Al igual que su padre, el joven aunque ya sexagenario Bush prefirió los dudosos triunfos bélicos al más productivo cuidado de las finanzas. Su predecesor Bill Clinton, más partidario de las dulces batallas de cama y despacho, tenía enmarcado en una pared el lema: "¡La economía, imbécil!"; y gracias a ese oportuno recordatorio dejó un mucho más agradable recuerdo de su presidencia. Contra viento y becarias, su popularidad sigue excediendo notablemente a la de los Bush.

Si el lascivo Clinton atendía a las leyes de Venus, al piadoso Bush lo regían más bien las influencias de Marte.
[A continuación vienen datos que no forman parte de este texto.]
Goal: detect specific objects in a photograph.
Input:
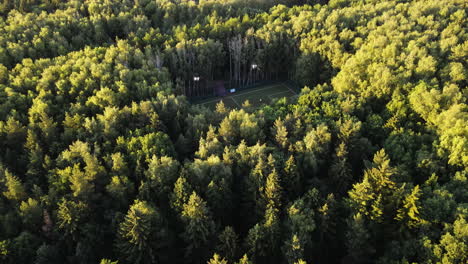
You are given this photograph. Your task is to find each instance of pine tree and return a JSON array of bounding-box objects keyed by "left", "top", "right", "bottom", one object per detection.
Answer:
[
  {"left": 181, "top": 192, "right": 215, "bottom": 261},
  {"left": 57, "top": 198, "right": 88, "bottom": 237},
  {"left": 264, "top": 168, "right": 282, "bottom": 210},
  {"left": 284, "top": 234, "right": 304, "bottom": 264},
  {"left": 329, "top": 143, "right": 352, "bottom": 194},
  {"left": 216, "top": 101, "right": 228, "bottom": 115},
  {"left": 170, "top": 173, "right": 192, "bottom": 213},
  {"left": 0, "top": 240, "right": 7, "bottom": 263},
  {"left": 317, "top": 194, "right": 339, "bottom": 262},
  {"left": 144, "top": 155, "right": 179, "bottom": 206},
  {"left": 100, "top": 259, "right": 118, "bottom": 264},
  {"left": 69, "top": 164, "right": 93, "bottom": 200},
  {"left": 346, "top": 213, "right": 375, "bottom": 263},
  {"left": 24, "top": 129, "right": 44, "bottom": 181},
  {"left": 217, "top": 226, "right": 238, "bottom": 262},
  {"left": 283, "top": 194, "right": 315, "bottom": 263},
  {"left": 117, "top": 200, "right": 170, "bottom": 264},
  {"left": 272, "top": 118, "right": 288, "bottom": 149},
  {"left": 242, "top": 157, "right": 266, "bottom": 224},
  {"left": 263, "top": 206, "right": 281, "bottom": 262},
  {"left": 283, "top": 155, "right": 301, "bottom": 199},
  {"left": 294, "top": 260, "right": 307, "bottom": 264},
  {"left": 19, "top": 198, "right": 42, "bottom": 230},
  {"left": 2, "top": 170, "right": 26, "bottom": 202},
  {"left": 106, "top": 175, "right": 134, "bottom": 209},
  {"left": 236, "top": 254, "right": 252, "bottom": 264},
  {"left": 395, "top": 185, "right": 427, "bottom": 230},
  {"left": 348, "top": 149, "right": 398, "bottom": 223},
  {"left": 208, "top": 253, "right": 228, "bottom": 264},
  {"left": 245, "top": 224, "right": 268, "bottom": 262}
]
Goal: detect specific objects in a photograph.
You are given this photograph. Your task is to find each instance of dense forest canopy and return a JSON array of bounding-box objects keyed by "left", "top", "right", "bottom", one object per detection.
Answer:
[{"left": 0, "top": 0, "right": 467, "bottom": 263}]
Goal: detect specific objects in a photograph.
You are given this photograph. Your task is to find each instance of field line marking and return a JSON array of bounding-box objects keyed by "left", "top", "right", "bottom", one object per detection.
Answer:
[
  {"left": 268, "top": 90, "right": 294, "bottom": 99},
  {"left": 230, "top": 97, "right": 242, "bottom": 108},
  {"left": 281, "top": 82, "right": 297, "bottom": 95},
  {"left": 197, "top": 82, "right": 286, "bottom": 105},
  {"left": 230, "top": 84, "right": 283, "bottom": 98},
  {"left": 199, "top": 98, "right": 221, "bottom": 106}
]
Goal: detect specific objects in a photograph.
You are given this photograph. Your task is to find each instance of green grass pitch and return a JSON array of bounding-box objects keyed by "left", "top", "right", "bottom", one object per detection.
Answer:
[{"left": 197, "top": 83, "right": 297, "bottom": 109}]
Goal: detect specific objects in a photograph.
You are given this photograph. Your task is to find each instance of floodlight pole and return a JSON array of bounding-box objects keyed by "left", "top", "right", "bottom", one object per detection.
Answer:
[
  {"left": 251, "top": 64, "right": 258, "bottom": 85},
  {"left": 193, "top": 76, "right": 200, "bottom": 96}
]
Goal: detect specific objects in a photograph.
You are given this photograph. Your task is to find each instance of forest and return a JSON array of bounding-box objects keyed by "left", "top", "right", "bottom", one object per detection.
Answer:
[{"left": 0, "top": 0, "right": 467, "bottom": 263}]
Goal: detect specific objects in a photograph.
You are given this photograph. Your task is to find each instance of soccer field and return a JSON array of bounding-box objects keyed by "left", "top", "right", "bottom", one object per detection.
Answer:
[{"left": 197, "top": 82, "right": 297, "bottom": 109}]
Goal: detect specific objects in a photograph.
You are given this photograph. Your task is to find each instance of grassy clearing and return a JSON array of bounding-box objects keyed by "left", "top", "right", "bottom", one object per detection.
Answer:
[{"left": 197, "top": 82, "right": 296, "bottom": 109}]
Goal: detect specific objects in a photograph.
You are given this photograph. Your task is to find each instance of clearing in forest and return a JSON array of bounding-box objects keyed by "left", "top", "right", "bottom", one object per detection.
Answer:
[{"left": 197, "top": 82, "right": 297, "bottom": 109}]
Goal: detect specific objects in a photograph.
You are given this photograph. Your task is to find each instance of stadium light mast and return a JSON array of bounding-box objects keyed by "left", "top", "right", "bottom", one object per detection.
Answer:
[
  {"left": 251, "top": 64, "right": 258, "bottom": 85},
  {"left": 193, "top": 75, "right": 200, "bottom": 96}
]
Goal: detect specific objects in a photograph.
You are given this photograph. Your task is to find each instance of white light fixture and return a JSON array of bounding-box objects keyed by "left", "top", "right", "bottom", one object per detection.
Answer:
[
  {"left": 193, "top": 76, "right": 200, "bottom": 81},
  {"left": 251, "top": 64, "right": 258, "bottom": 69}
]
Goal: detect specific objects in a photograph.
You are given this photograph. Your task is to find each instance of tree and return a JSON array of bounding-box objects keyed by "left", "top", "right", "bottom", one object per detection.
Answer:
[
  {"left": 2, "top": 169, "right": 26, "bottom": 202},
  {"left": 395, "top": 185, "right": 427, "bottom": 230},
  {"left": 34, "top": 244, "right": 60, "bottom": 264},
  {"left": 283, "top": 155, "right": 301, "bottom": 200},
  {"left": 436, "top": 215, "right": 468, "bottom": 264},
  {"left": 217, "top": 226, "right": 238, "bottom": 262},
  {"left": 317, "top": 194, "right": 339, "bottom": 262},
  {"left": 272, "top": 118, "right": 288, "bottom": 149},
  {"left": 284, "top": 234, "right": 304, "bottom": 264},
  {"left": 24, "top": 129, "right": 45, "bottom": 181},
  {"left": 283, "top": 192, "right": 316, "bottom": 263},
  {"left": 106, "top": 175, "right": 134, "bottom": 209},
  {"left": 9, "top": 231, "right": 41, "bottom": 264},
  {"left": 0, "top": 240, "right": 8, "bottom": 263},
  {"left": 69, "top": 164, "right": 94, "bottom": 200},
  {"left": 245, "top": 223, "right": 269, "bottom": 262},
  {"left": 264, "top": 168, "right": 282, "bottom": 210},
  {"left": 328, "top": 143, "right": 352, "bottom": 194},
  {"left": 181, "top": 192, "right": 215, "bottom": 262},
  {"left": 170, "top": 173, "right": 192, "bottom": 213},
  {"left": 348, "top": 149, "right": 398, "bottom": 223},
  {"left": 117, "top": 200, "right": 170, "bottom": 264},
  {"left": 57, "top": 199, "right": 88, "bottom": 238},
  {"left": 346, "top": 213, "right": 375, "bottom": 263},
  {"left": 100, "top": 259, "right": 118, "bottom": 264},
  {"left": 141, "top": 155, "right": 179, "bottom": 206},
  {"left": 19, "top": 198, "right": 42, "bottom": 230},
  {"left": 208, "top": 253, "right": 228, "bottom": 264},
  {"left": 236, "top": 254, "right": 252, "bottom": 264}
]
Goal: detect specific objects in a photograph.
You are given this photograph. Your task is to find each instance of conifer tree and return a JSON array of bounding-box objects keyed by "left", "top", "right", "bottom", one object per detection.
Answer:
[
  {"left": 208, "top": 253, "right": 229, "bottom": 264},
  {"left": 348, "top": 149, "right": 398, "bottom": 222},
  {"left": 181, "top": 192, "right": 215, "bottom": 261},
  {"left": 395, "top": 185, "right": 427, "bottom": 230},
  {"left": 69, "top": 164, "right": 93, "bottom": 200},
  {"left": 217, "top": 226, "right": 238, "bottom": 262},
  {"left": 245, "top": 223, "right": 268, "bottom": 262},
  {"left": 264, "top": 168, "right": 282, "bottom": 210},
  {"left": 272, "top": 118, "right": 288, "bottom": 149},
  {"left": 100, "top": 259, "right": 118, "bottom": 264},
  {"left": 284, "top": 234, "right": 304, "bottom": 264},
  {"left": 236, "top": 254, "right": 252, "bottom": 264},
  {"left": 346, "top": 213, "right": 375, "bottom": 263},
  {"left": 283, "top": 155, "right": 301, "bottom": 199},
  {"left": 170, "top": 173, "right": 192, "bottom": 213},
  {"left": 57, "top": 198, "right": 88, "bottom": 237},
  {"left": 19, "top": 198, "right": 42, "bottom": 230},
  {"left": 329, "top": 142, "right": 352, "bottom": 193},
  {"left": 2, "top": 169, "right": 26, "bottom": 202},
  {"left": 117, "top": 200, "right": 170, "bottom": 264}
]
De lo que se deduce que, cuando menos desde un punto de vista astrológico, los gobernantes beatos pueden ser mucho más peligrosos que los aquejados de incontinencia de bragueta. Por no hablar ya de los abstemios, condición de la que se ufana Bush en sus memorias de bebedor arrepentido que –para desgracia de los iraquíes– optó por dejar radicalmente ese vicio a los cuarenta años.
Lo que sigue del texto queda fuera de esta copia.